A report by contributor Adam Yamaguchi on depressed Japanese searching for "suicide partners" cried out for a fuller examination, but the idea was arresting. (People find each other online and carry out their grim mission together, perhaps lighting charcoal in a car with all the windows closed.) It gleamed when compared with a crummy, self-indulgent first-person saga from Gunn, whose number was among those hacked from Paris Hilton's cell phone, "and never mind how it got there."
The pods were punctuated by shorter pieces, prominent among them deep thoughts from Deepak Chopra, "who a lot of people think is one of the greatest modern thinkers in history." Chopra, father of Current TV producer, reporter and host Gotham Chopra, gave advice on such projects as starting a spiritual journey and coping with a toxic boss. Other quickie offerings included an assortment of hot new DVDs and lists of most-searched subjects from Google. This last, which sounded kind of intriguing at the outset, turned out to be merely the top 10 queries containing various words, among them "fight," "kill" ("To Kill a Mockingbird" was No. 1) and, perhaps inevitably, "current" (happily for all, "Current TV" came in third, "and we're just getting started!").
Where possible, there's a rather strenuous effort to keep the mood light, keep the party going. Shauntay Hinton, Miss USA 2002, is the resident party girl, dispensing ladylike jive talk as she introduces various spots and limp, self-conscious jokes. And here's Lugavere, sounding like a sophomore as he ponders the eternal question of whether or not to indulge in parachute jumping: "Don't tell my mom, but I've always been known to give more leniency to my hedonist side -- okay?"

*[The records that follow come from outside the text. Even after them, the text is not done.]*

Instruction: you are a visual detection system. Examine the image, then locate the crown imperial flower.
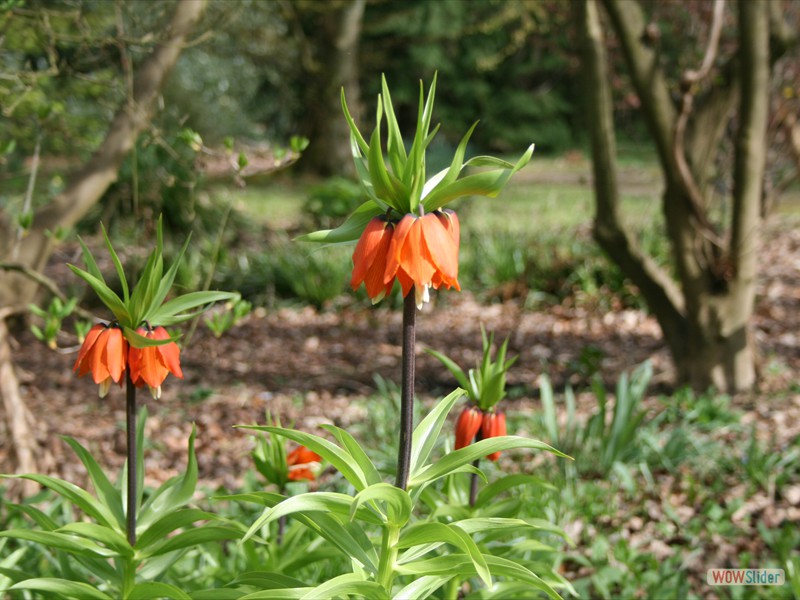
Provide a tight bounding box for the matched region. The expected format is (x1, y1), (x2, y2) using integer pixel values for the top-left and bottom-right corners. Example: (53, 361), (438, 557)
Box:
(286, 446), (322, 481)
(456, 406), (483, 450)
(128, 326), (183, 400)
(72, 323), (128, 398)
(350, 217), (394, 304)
(384, 213), (461, 306)
(481, 410), (506, 461)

So okay -- this was just the first day. And Current TV, like the morning news shows, is probably best sampled, not swallowed whole. It appears that the channel's success really will rest largely on the quality and number of contributions it draws from viewers. In a regularly repeated appeal yesterday, Lugavere and his best friend, Jason Silva, announced that they won their jobs only after submitting a video for Current TV consideration. So send yours in, Lugavere urged viewers. "And if we feel like it's relevant -- "
Silva broke in: "This is like the real deal."
That, of course, remains to be seen. But in a cable universe that's made room for oceans of empty mediocrity, this island just might have a future.